VaultGemma is a 1-billion-parameter large language model based on Gemma 2, trained entirely from scratch by Google using differential privacy (DP) to prevent the model from memorizing and reproducing training data. Though still in the research phase, VaultGemma holds potential for deployment in regulated fields such as healthcare, finance, and legal services.
Differential privacy is a mathematical framework designed to release statistical insights from datasets without exposing individual data points. This is typically achieved by introducing calibrated noise into the training process, making it more difficult to infer specific details of any individual sample while preserving overall statistical accuracy.
A critical assumption behind this approach is that the privacy-preserving noise added must be significantly greater than the inherent randomness in the original data. This requirement increases the batch size—the set of samples fed to the model during training—leading to higher computational demands.
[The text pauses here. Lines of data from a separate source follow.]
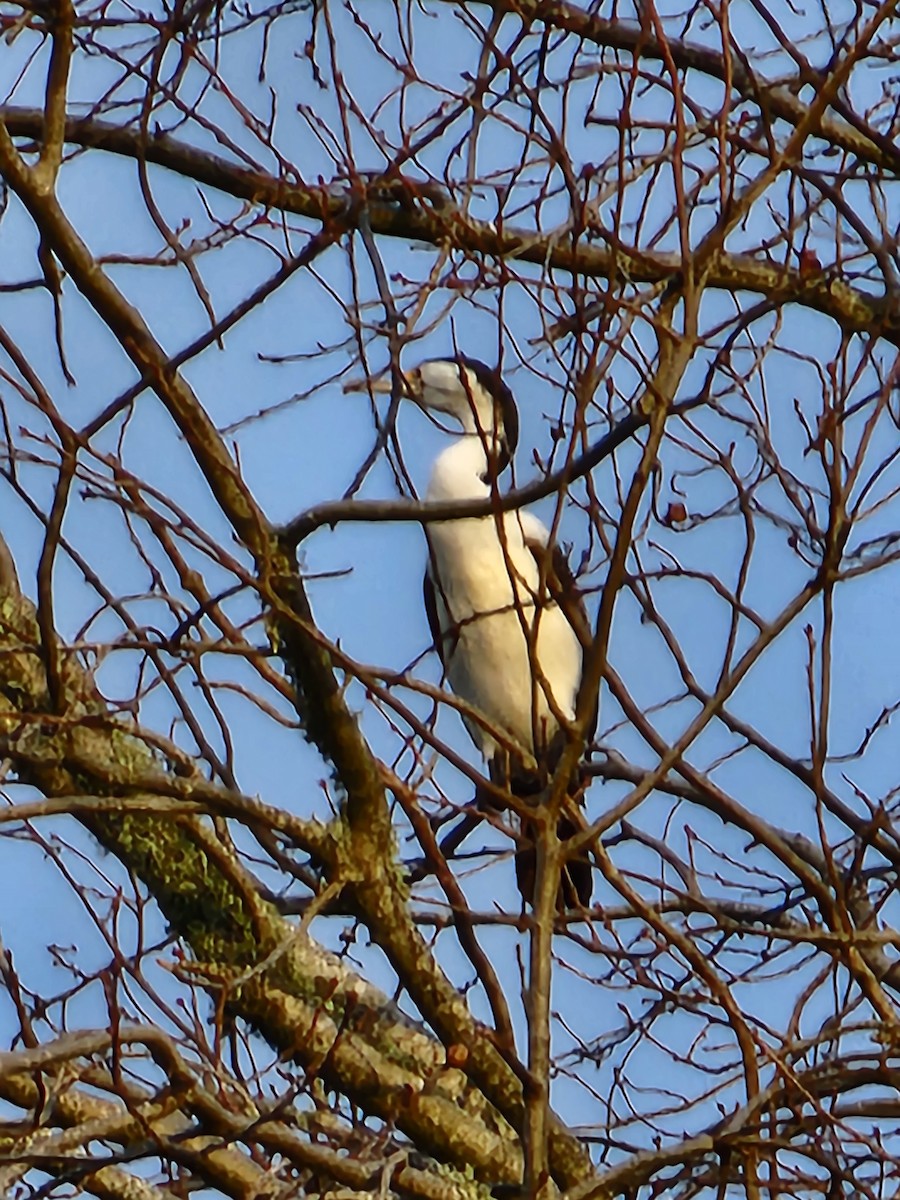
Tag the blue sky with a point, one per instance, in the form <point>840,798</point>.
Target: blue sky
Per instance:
<point>309,451</point>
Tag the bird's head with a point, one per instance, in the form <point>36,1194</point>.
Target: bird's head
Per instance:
<point>469,393</point>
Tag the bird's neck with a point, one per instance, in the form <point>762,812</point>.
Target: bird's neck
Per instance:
<point>460,471</point>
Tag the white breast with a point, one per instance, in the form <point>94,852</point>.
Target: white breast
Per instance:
<point>516,661</point>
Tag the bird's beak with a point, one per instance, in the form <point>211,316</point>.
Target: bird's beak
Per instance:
<point>381,387</point>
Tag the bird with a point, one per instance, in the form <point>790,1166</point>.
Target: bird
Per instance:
<point>505,613</point>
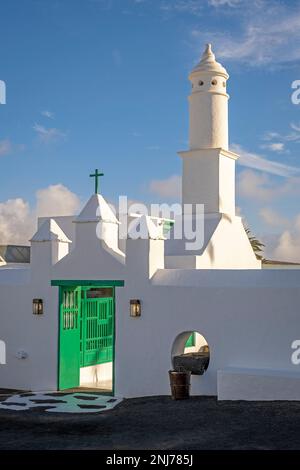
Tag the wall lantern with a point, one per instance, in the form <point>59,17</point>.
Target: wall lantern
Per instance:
<point>37,307</point>
<point>135,308</point>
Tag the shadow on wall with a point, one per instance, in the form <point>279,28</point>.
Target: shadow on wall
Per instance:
<point>190,352</point>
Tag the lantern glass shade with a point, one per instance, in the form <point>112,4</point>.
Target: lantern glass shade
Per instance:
<point>37,307</point>
<point>135,308</point>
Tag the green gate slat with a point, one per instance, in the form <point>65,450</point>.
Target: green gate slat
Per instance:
<point>96,331</point>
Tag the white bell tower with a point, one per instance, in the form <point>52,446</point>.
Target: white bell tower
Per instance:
<point>208,166</point>
<point>208,178</point>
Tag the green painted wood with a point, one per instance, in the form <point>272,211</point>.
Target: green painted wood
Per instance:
<point>96,175</point>
<point>71,282</point>
<point>69,338</point>
<point>97,331</point>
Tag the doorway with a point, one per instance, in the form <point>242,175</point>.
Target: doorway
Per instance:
<point>87,337</point>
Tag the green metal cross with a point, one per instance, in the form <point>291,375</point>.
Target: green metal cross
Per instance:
<point>96,175</point>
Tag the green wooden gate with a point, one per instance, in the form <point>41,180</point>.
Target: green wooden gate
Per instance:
<point>69,364</point>
<point>86,331</point>
<point>97,327</point>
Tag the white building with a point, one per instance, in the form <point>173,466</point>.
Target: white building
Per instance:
<point>85,281</point>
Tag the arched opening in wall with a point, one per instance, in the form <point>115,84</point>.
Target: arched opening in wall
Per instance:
<point>190,352</point>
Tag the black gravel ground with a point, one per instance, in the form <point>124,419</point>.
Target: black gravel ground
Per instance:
<point>158,423</point>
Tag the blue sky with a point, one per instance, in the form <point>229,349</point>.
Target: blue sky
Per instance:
<point>103,83</point>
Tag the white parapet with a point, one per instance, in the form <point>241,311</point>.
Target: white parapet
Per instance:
<point>258,384</point>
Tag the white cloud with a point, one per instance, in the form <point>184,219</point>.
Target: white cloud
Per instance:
<point>293,136</point>
<point>47,135</point>
<point>261,187</point>
<point>47,114</point>
<point>18,219</point>
<point>16,222</point>
<point>5,147</point>
<point>288,248</point>
<point>193,7</point>
<point>168,188</point>
<point>259,162</point>
<point>56,200</point>
<point>275,147</point>
<point>153,147</point>
<point>117,58</point>
<point>221,3</point>
<point>272,218</point>
<point>267,33</point>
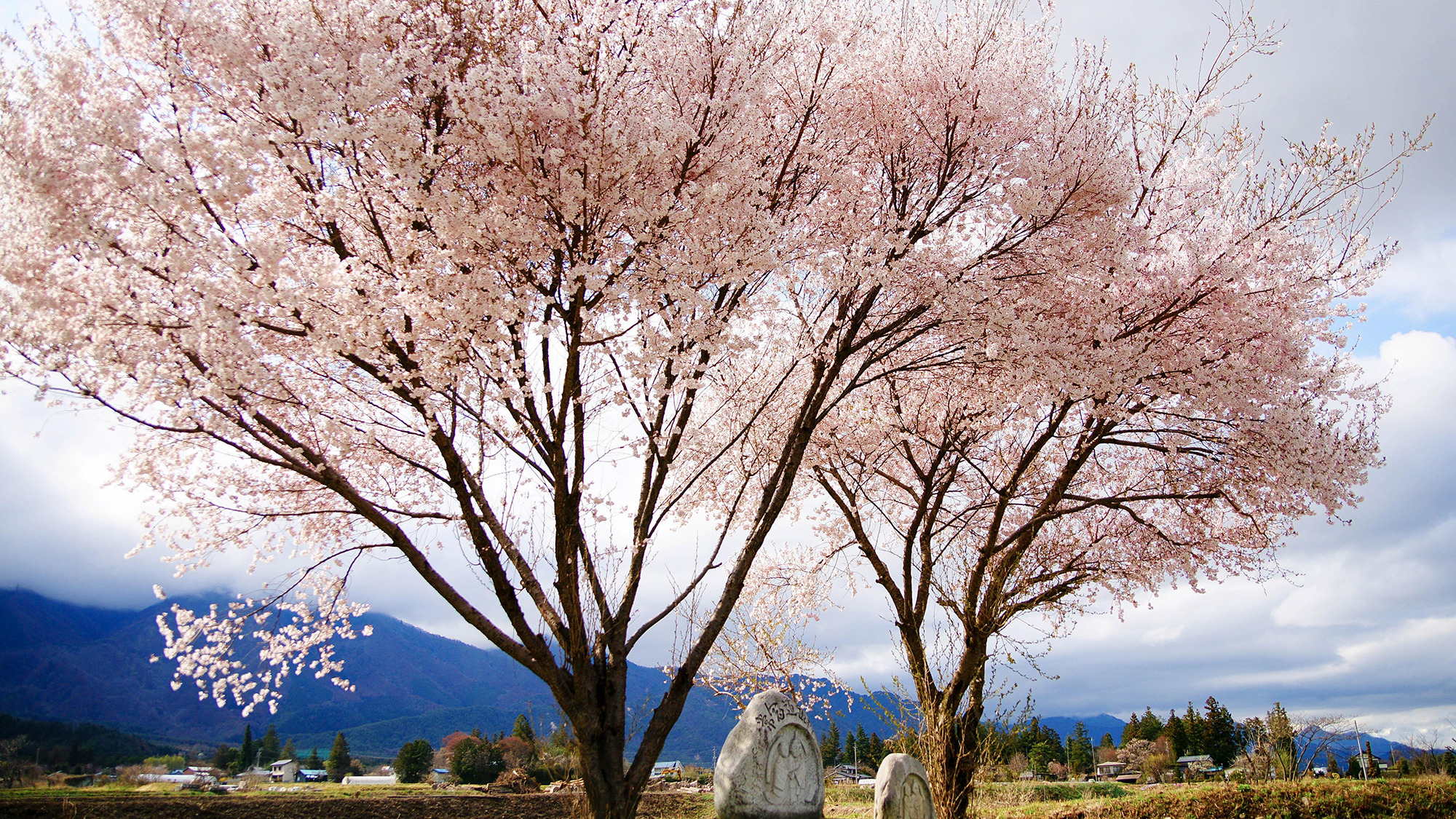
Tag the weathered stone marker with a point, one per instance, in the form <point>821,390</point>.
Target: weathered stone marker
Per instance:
<point>771,765</point>
<point>903,788</point>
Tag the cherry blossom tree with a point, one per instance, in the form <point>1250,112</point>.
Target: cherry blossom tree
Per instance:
<point>551,282</point>
<point>1155,404</point>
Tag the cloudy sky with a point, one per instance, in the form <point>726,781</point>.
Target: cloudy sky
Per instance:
<point>1364,624</point>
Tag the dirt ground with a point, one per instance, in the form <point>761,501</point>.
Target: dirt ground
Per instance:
<point>525,806</point>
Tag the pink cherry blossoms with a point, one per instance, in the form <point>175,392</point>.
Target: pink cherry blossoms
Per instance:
<point>563,286</point>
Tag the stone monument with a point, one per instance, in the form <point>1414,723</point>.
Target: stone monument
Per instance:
<point>771,765</point>
<point>903,788</point>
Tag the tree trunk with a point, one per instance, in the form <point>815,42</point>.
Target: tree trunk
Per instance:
<point>950,737</point>
<point>598,713</point>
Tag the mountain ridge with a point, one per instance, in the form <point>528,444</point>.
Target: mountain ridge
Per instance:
<point>81,663</point>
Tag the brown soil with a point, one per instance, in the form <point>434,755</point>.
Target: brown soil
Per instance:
<point>515,806</point>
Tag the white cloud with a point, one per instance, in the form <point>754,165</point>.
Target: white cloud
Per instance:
<point>1163,634</point>
<point>1422,280</point>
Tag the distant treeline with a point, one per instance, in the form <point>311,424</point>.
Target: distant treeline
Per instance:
<point>76,746</point>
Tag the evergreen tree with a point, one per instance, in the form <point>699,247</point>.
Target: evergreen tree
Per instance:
<point>477,762</point>
<point>1150,727</point>
<point>339,764</point>
<point>1176,733</point>
<point>1080,749</point>
<point>225,758</point>
<point>1195,732</point>
<point>829,746</point>
<point>1221,733</point>
<point>523,730</point>
<point>413,762</point>
<point>863,745</point>
<point>270,748</point>
<point>247,755</point>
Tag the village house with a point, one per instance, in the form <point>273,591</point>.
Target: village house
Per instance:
<point>285,771</point>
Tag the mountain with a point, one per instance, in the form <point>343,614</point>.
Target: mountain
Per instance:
<point>1097,726</point>
<point>63,745</point>
<point>78,663</point>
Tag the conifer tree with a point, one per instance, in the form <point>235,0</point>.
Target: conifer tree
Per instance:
<point>1193,730</point>
<point>247,755</point>
<point>523,730</point>
<point>269,748</point>
<point>829,745</point>
<point>1080,749</point>
<point>1221,733</point>
<point>339,764</point>
<point>1150,727</point>
<point>1176,733</point>
<point>863,745</point>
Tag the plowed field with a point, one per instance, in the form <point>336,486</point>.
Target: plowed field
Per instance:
<point>526,806</point>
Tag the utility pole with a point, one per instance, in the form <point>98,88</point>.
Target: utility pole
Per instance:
<point>1365,771</point>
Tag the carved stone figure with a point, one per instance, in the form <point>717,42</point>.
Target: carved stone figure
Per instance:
<point>903,788</point>
<point>771,765</point>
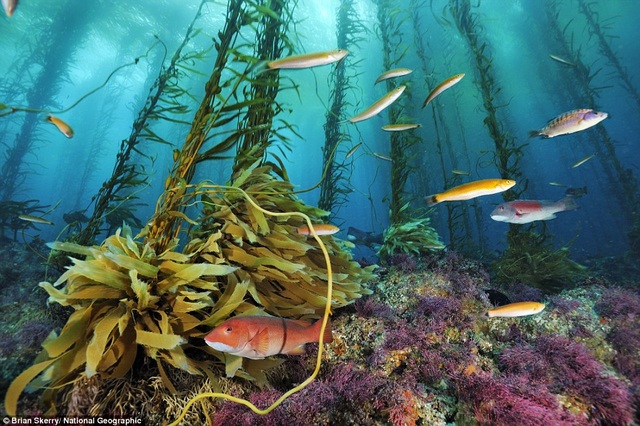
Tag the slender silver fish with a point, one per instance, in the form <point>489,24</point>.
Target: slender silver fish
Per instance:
<point>570,122</point>
<point>308,60</point>
<point>399,127</point>
<point>451,81</point>
<point>379,105</point>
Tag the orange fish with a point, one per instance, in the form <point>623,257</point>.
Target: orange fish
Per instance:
<point>257,337</point>
<point>321,229</point>
<point>451,81</point>
<point>518,309</point>
<point>64,128</point>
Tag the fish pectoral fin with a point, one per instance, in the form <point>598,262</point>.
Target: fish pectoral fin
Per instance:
<point>298,350</point>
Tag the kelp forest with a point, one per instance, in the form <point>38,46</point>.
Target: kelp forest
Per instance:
<point>382,177</point>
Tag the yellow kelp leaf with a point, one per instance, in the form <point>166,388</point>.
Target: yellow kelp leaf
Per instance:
<point>158,340</point>
<point>174,256</point>
<point>20,382</point>
<point>70,248</point>
<point>282,241</point>
<point>92,292</point>
<point>101,336</point>
<point>73,331</point>
<point>257,219</point>
<point>182,305</point>
<point>131,263</point>
<point>132,247</point>
<point>183,322</point>
<point>232,297</point>
<point>99,272</point>
<point>141,290</point>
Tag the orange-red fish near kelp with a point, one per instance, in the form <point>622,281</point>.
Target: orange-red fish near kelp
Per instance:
<point>258,337</point>
<point>451,81</point>
<point>518,309</point>
<point>321,229</point>
<point>570,122</point>
<point>64,128</point>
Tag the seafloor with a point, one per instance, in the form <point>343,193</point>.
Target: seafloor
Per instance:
<point>416,352</point>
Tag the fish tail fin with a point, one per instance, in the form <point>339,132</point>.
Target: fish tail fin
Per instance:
<point>569,203</point>
<point>431,200</point>
<point>315,328</point>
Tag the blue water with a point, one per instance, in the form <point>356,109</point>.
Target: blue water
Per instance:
<point>534,89</point>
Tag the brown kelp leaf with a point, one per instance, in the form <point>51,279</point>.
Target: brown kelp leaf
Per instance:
<point>129,263</point>
<point>101,336</point>
<point>158,340</point>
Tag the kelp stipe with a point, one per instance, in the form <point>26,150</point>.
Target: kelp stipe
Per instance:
<point>582,91</point>
<point>334,186</point>
<point>325,319</point>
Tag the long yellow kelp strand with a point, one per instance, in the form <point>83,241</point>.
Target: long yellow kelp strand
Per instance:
<point>325,319</point>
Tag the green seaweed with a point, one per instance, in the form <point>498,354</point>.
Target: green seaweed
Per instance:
<point>414,237</point>
<point>531,259</point>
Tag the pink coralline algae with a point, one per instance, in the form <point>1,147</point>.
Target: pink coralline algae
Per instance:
<point>567,367</point>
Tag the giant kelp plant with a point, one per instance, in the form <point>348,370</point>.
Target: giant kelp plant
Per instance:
<point>507,155</point>
<point>334,187</point>
<point>209,251</point>
<point>406,234</point>
<point>583,90</point>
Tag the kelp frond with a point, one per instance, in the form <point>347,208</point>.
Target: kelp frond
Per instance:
<point>531,260</point>
<point>415,237</point>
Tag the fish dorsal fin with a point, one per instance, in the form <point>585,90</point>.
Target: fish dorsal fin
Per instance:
<point>298,350</point>
<point>260,342</point>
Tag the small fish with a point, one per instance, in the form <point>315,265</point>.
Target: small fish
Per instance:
<point>258,337</point>
<point>518,309</point>
<point>364,238</point>
<point>382,157</point>
<point>584,160</point>
<point>526,211</point>
<point>379,105</point>
<point>9,6</point>
<point>451,81</point>
<point>35,219</point>
<point>396,72</point>
<point>576,192</point>
<point>570,122</point>
<point>561,60</point>
<point>64,128</point>
<point>321,229</point>
<point>353,150</point>
<point>308,60</point>
<point>399,127</point>
<point>471,190</point>
<point>459,172</point>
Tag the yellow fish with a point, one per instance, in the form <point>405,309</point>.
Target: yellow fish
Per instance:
<point>34,219</point>
<point>396,72</point>
<point>570,122</point>
<point>308,60</point>
<point>399,127</point>
<point>518,309</point>
<point>9,6</point>
<point>379,105</point>
<point>471,190</point>
<point>451,81</point>
<point>64,128</point>
<point>321,229</point>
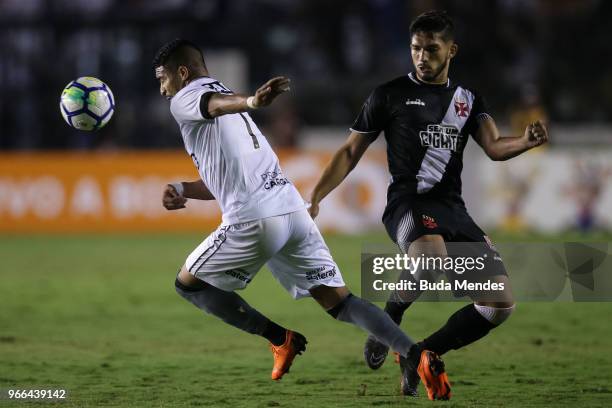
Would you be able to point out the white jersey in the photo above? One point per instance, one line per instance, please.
(233, 158)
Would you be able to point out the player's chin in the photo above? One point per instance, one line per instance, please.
(426, 74)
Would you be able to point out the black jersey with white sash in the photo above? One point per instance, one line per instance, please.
(426, 128)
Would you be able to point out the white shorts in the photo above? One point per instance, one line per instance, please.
(290, 244)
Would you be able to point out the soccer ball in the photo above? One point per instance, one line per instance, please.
(87, 103)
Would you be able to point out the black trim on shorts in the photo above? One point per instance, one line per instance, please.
(216, 243)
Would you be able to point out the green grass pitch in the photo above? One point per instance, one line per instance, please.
(98, 316)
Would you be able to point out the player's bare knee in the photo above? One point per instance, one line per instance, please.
(495, 312)
(186, 282)
(329, 297)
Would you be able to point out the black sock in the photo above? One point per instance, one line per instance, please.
(274, 333)
(396, 310)
(465, 326)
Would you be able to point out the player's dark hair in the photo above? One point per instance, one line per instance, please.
(178, 52)
(434, 21)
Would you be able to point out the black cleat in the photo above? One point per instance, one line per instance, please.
(409, 380)
(375, 352)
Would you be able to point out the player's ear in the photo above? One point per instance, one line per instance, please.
(183, 72)
(453, 50)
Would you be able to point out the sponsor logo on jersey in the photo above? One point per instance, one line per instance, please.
(417, 102)
(429, 222)
(461, 108)
(440, 137)
(321, 273)
(239, 274)
(274, 178)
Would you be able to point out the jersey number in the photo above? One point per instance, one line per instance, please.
(246, 122)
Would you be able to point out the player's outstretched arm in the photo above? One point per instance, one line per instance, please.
(176, 194)
(344, 160)
(219, 104)
(504, 148)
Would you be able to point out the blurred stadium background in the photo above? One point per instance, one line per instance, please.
(531, 59)
(81, 310)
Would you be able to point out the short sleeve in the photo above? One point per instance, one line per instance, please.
(373, 115)
(185, 106)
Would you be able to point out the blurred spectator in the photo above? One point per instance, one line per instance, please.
(334, 51)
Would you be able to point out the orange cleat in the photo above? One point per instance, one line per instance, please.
(432, 373)
(284, 354)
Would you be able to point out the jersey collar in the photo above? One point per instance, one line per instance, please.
(416, 80)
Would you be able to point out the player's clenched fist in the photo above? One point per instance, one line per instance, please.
(536, 134)
(171, 199)
(270, 90)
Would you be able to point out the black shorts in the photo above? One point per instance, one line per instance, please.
(422, 215)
In the context of large language models, differential privacy ensures that the model’s output is statistically indistinguishable from what would be obtained if trained on a dataset that excludes any particular individual sample. As a result, an adversary cannot confidently determine whether a specific data point was part of the training set.
While differential privacy offers rigorous and quantifiable privacy guarantees, it comes at a cost. The added noise can degrade model accuracy and increase training complexity. Google’s research focuses specifically on this trade-off, aiming to uncover the scaling laws for DP models—in other words, identifying the optimal training configurations that minimize performance loss under a given privacy guarantee and computational budget.
We leveraged scaling laws to determine the required computational resources for training a computationally optimal 1-billion-parameter Gemma 2-based DP model, and how best to allocate these resources across batch size, number of training steps, and sequence length to maximize utility.
In addition, Google researchers introduced a novel training algorithm utilizing Poisson sampling instead of uniform batching, aiming to reduce the amount of noise required to achieve the desired level of privacy protection.
VaultGemma was benchmarked against non-private, non-DP models such as Gemma 3 1B and GPT-2 1.5B. The results showed performance comparable to GPT-2 across several evaluation metrics, including HellaSwag, BoolQ, PIQA, SocialIQA, TriviaQA, and ARC-C/E. These comparisons offer a relatively objective measure of the performance cost associated with differential privacy.
The weights for VaultGemma are publicly available on Hugging Face and Kaggle, subject to Google’s terms of use.
Although VaultGemma is not the first attempt at applying differential privacy to large language models, Google researchers claim it is the largest of its kind to date. Previously, differential privacy has primarily been applied to fine-tuning stages of large language models to prevent the exposure of user-specific data.